In deze uitspraak van de Rechtbank Den Haag, zittingsplaats Zwolle, wordt het beroep van eiseres tegen de afwijzing van haar asielaanvraag beoordeeld. Eiseres, van Marokkaanse nationaliteit, heeft op 25 maart 2022 een aanvraag ingediend voor een verblijfsvergunning asiel voor bepaalde tijd, mede namens haar twee minderjarige dochters. De staatssecretaris van Justitie en Veiligheid heeft deze aanvraag op 7 november 2023 afgewezen als kennelijk ongegrond. De rechtbank heeft het beroep op 26 maart 2024 behandeld, waarbij eiseres en haar gemachtigde aanwezig waren, evenals de gemachtigde van de staatssecretaris.
De rechtbank oordeelt dat de staatssecretaris onvoldoende heeft gemotiveerd waarom Marokko als veilig land van herkomst kan worden aangemerkt voor eiseres. Eiseres heeft verklaard te vrezen voor eergerelateerd geweld van haar vader en broers, omdat zij een buitenechtelijk kind heeft. De rechtbank stelt vast dat de staatssecretaris niet aannemelijk heeft gemaakt dat eiseres geen vrees voor strafrechtelijke vervolging of eergerelateerd geweld heeft. De rechtbank vernietigt het bestreden besluit en draagt de staatssecretaris op een nieuw besluit te nemen, waarbij rekening moet worden gehouden met deze uitspraak. Eiseres krijgt een vergoeding van haar proceskosten, die door de staatssecretaris moet worden betaald.
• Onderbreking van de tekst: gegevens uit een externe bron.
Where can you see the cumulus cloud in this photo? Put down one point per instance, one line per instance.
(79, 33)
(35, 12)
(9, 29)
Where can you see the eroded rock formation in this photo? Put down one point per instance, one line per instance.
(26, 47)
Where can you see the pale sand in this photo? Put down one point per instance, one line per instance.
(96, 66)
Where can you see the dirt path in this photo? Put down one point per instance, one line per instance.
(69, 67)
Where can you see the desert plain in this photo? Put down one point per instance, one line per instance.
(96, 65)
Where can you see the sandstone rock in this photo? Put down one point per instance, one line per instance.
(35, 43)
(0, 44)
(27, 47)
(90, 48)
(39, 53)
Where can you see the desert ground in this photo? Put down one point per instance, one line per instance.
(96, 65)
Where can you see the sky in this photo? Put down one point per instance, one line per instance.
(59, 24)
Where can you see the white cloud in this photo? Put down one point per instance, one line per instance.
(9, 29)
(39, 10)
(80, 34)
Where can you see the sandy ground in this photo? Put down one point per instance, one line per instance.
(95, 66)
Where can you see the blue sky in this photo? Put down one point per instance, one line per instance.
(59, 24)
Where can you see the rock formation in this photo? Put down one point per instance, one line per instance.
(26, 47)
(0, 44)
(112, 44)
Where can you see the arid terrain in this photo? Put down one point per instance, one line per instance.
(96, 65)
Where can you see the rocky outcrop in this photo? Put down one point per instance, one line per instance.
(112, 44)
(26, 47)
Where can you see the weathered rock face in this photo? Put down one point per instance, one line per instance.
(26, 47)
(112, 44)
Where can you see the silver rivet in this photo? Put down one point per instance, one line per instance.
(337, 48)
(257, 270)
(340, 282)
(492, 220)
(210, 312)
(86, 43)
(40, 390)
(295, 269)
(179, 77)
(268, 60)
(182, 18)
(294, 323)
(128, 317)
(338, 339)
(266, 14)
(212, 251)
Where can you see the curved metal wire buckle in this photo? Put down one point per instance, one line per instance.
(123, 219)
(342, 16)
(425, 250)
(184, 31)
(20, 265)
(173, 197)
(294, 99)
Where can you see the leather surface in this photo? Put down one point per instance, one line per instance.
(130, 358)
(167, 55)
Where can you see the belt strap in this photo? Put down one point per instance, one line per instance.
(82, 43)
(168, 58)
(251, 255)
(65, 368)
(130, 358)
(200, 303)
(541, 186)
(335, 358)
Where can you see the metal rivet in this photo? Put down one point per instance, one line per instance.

De rechtbank concludeert dat de afwijzing van de asielaanvraag niet in stand kan blijven, omdat de staatssecretaris onvoldoende rekening heeft gehouden met de specifieke omstandigheden van eiseres en de risico's die zij loopt bij terugkeer naar Marokko. De uitspraak benadrukt de noodzaak voor een zorgvuldige afweging van de individuele situatie van asielzoekers, vooral in gevallen van eergerelateerd geweld en strafrechtelijke vervolging.